By Kk Aye – Palaeobiology MSc Graduate at the University of Bristol
Our oceans occupy 71% of the Earth’s surface from the continental shelves to the deepest trenches, playing a critical role in regulating the global climate and marine ecosystems. Decades of anthropogenic carbon dioxide emissions have triggered an array of changes in the ocean such as ocean warming, ocean acidification and deoxygenation, producing varying challenges to many marine ecosystems.
Climate change has contributed to the loss of habitats, changes to food webs and geographical range shifts to cetacean biota. Around the Polar regions, warming has increased by 2-3°C, reducing 3.5-4.1% of sea ice every decade since 1979. Since 1987, the abundance of several cetacean species such as the Humpback whales have increased from 1800 to 26000, whereas the Minke whales inhabiting the Icelandic continental shelf have declined rapidly from 44,000 in 2001 to a mere 10,000 in 2009. These abundance patterns are in response to the elevation of sea surface temperatures (SSTs) and changes to the distribution of fish prey species and euphausiids within the Atlantic and Polar regions.
Geographical range shifts have also been commonplace around the British Isles, with a northwards extension of warmer temperate cetacean species from increasing SSTs; some cetacean species such as Baleen whales and Bottlenose dolphins have experienced population losses associated with harmful algal blooms and bio-toxins within the low-latitudes.

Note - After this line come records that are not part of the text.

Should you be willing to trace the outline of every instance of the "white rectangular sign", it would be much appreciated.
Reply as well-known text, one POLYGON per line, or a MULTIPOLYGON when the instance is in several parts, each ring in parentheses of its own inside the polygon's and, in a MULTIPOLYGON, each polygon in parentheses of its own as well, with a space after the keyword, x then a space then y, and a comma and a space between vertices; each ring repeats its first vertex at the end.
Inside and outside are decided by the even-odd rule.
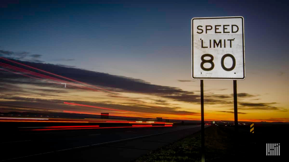
POLYGON ((194 79, 245 78, 244 18, 192 19, 192 76, 194 79))

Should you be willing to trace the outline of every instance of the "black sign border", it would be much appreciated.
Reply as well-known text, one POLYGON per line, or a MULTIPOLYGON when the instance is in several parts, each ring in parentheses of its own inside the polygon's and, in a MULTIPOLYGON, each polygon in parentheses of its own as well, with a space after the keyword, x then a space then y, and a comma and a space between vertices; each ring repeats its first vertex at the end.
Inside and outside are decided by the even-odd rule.
POLYGON ((193 18, 191 20, 192 26, 192 78, 194 79, 197 79, 199 80, 202 79, 208 79, 208 80, 213 80, 214 79, 216 80, 234 80, 236 79, 244 80, 246 78, 245 76, 245 49, 244 46, 244 19, 242 17, 236 16, 236 17, 212 17, 212 18, 193 18), (194 50, 193 49, 193 41, 194 41, 194 26, 193 22, 194 20, 199 19, 223 19, 223 18, 240 18, 242 19, 242 36, 243 41, 242 43, 243 46, 243 78, 194 78, 194 66, 193 66, 193 63, 194 62, 194 50))

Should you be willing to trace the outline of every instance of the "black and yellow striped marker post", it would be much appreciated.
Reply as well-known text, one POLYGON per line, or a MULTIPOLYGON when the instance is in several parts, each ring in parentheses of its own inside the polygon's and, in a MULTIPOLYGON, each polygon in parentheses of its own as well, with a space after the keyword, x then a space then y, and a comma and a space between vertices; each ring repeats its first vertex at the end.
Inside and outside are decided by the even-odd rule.
POLYGON ((254 123, 252 123, 251 125, 250 126, 250 128, 251 128, 250 129, 250 133, 254 133, 254 123))

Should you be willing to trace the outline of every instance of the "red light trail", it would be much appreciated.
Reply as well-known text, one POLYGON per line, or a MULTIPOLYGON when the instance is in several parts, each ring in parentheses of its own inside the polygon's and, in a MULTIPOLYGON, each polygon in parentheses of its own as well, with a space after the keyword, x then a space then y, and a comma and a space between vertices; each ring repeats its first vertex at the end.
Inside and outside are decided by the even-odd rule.
POLYGON ((4 60, 6 60, 6 61, 10 61, 10 62, 13 62, 13 63, 16 63, 16 64, 19 64, 19 65, 21 65, 24 66, 26 66, 26 67, 30 67, 30 68, 32 68, 33 69, 36 69, 36 70, 39 70, 39 71, 42 71, 42 72, 44 72, 45 73, 48 73, 48 74, 51 74, 51 75, 55 75, 55 76, 58 76, 59 77, 61 77, 61 78, 64 78, 65 79, 68 79, 68 80, 72 80, 72 81, 74 81, 74 82, 78 82, 79 83, 81 83, 82 84, 84 84, 87 85, 89 85, 89 86, 93 86, 93 87, 95 87, 95 88, 98 88, 98 89, 102 89, 102 90, 104 90, 105 91, 108 91, 108 92, 110 92, 114 93, 114 92, 112 92, 112 91, 109 91, 109 90, 107 90, 107 89, 103 89, 103 88, 101 88, 97 87, 96 86, 93 86, 93 85, 90 85, 90 84, 88 84, 87 83, 84 83, 83 82, 79 82, 79 81, 78 81, 76 80, 74 80, 74 79, 70 79, 70 78, 67 78, 67 77, 64 77, 64 76, 60 76, 60 75, 58 75, 57 74, 53 74, 53 73, 50 73, 50 72, 49 72, 48 71, 45 71, 45 70, 41 70, 41 69, 37 69, 37 68, 36 68, 35 67, 32 67, 32 66, 28 66, 28 65, 25 65, 25 64, 22 64, 21 63, 20 63, 16 62, 16 61, 12 61, 12 60, 9 60, 9 59, 5 59, 4 58, 3 58, 3 57, 0 57, 0 59, 3 59, 4 60))
POLYGON ((73 129, 103 129, 107 128, 141 128, 144 127, 172 127, 172 125, 161 126, 140 126, 138 127, 97 127, 94 128, 68 128, 63 129, 32 129, 32 131, 52 131, 55 130, 68 130, 73 129))
MULTIPOLYGON (((64 82, 67 84, 71 84, 74 85, 74 86, 79 87, 81 88, 83 88, 84 89, 85 89, 88 90, 91 90, 96 91, 99 91, 98 90, 95 89, 93 88, 90 88, 89 87, 86 87, 82 86, 80 86, 77 84, 76 84, 73 83, 68 82, 67 81, 65 81, 65 80, 61 80, 60 79, 57 79, 55 78, 53 78, 49 76, 46 76, 41 74, 32 71, 30 70, 28 70, 24 69, 22 69, 21 68, 15 66, 12 66, 6 64, 4 64, 3 63, 0 63, 0 65, 2 66, 5 67, 6 68, 8 68, 9 69, 13 69, 15 70, 17 70, 18 71, 21 71, 27 74, 28 74, 33 75, 37 76, 39 76, 43 78, 45 78, 46 79, 50 79, 50 80, 54 80, 55 81, 60 82, 64 82)), ((25 75, 25 76, 28 76, 25 75)), ((38 79, 39 79, 39 78, 38 79)))
POLYGON ((65 103, 65 104, 69 104, 69 105, 77 105, 77 106, 85 106, 85 107, 90 107, 90 108, 99 108, 99 109, 105 109, 105 110, 114 110, 114 111, 123 111, 123 112, 133 112, 129 111, 126 111, 126 110, 117 110, 117 109, 110 109, 110 108, 102 108, 101 107, 99 107, 98 106, 89 106, 89 105, 82 105, 82 104, 77 104, 77 103, 69 103, 69 102, 64 102, 63 103, 65 103))

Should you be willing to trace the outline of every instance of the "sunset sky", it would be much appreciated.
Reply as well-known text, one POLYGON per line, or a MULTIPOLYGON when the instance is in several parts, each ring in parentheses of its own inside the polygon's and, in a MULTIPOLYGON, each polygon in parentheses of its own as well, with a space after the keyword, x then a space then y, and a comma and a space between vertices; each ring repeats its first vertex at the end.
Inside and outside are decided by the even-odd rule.
MULTIPOLYGON (((7 1, 0 3, 0 56, 89 85, 0 59, 71 82, 64 88, 61 82, 0 66, 0 112, 199 120, 191 20, 241 16, 246 78, 237 81, 239 120, 289 122, 288 15, 281 2, 7 1)), ((233 120, 233 81, 204 82, 205 120, 233 120)))

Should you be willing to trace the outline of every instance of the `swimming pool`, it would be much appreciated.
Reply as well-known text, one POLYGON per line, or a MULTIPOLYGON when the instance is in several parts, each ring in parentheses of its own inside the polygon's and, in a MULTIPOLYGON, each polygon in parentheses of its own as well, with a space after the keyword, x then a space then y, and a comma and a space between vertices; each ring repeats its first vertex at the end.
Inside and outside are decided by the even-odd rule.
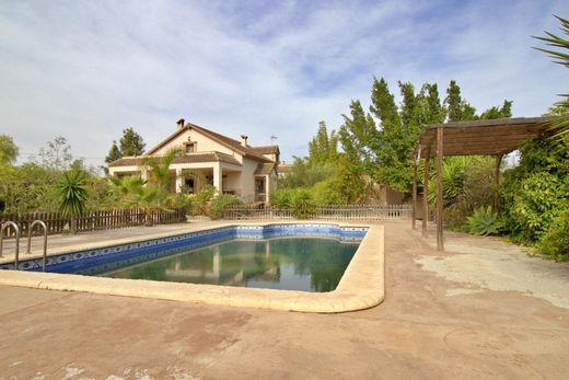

Two prominent cetacean species (Short-beaked common dolphin & Striped dolphin) inhabiting warm temperate regions show a steady population increase over the last 30 years as their habitat range shifts northwards to the British Isles such as the Northern North Sea, Western Channel and the Celtic Sea.
Cetacean impacts under future climate scenarios?
Given that global SSTs will increase by 1.5°C by 2050, it is highly likely there will be a continuous northward shift of cetaceans above the mid-latitudes along with the expansion of the diversity and frequency of warm temperate/tropical species inhabiting the British Isles. However, cold temperate to polar species such as Narwhale, Belugas and Killer whales will face greater challenges due to the ongoing habitat loss and reduction in sea ice.
Despite the bleak outlook, some migratory cetacean species could thrive from such oceanographic changes. The loss of sea ice in the Arctic means many Baleen whale species will be able to arrive earlier and remain later in the feeding season. The Bowhead whale, a Baleen whale species endemic to the Arctic has seen a boom in population and calf counts, attributing to the expansion of food supply from phytoplankton blooms and increased primary production in the Pacific Arctic from enhanced ocean thermal stratification.
Even though impacts of climate change to marine mammals have been extensively researched, monitoring changes in the distribution and abundance of cetaceans maintain a challenge due to their relative inaccessibility and fewer resources available for frequent wide-scale abundance surveys. As a result, our knowledge of the distribution of certain cetacean species around the British Isles are limited, thus it is crucially important that the effects of climate change on cetaceans are documented across all cetacean taxa.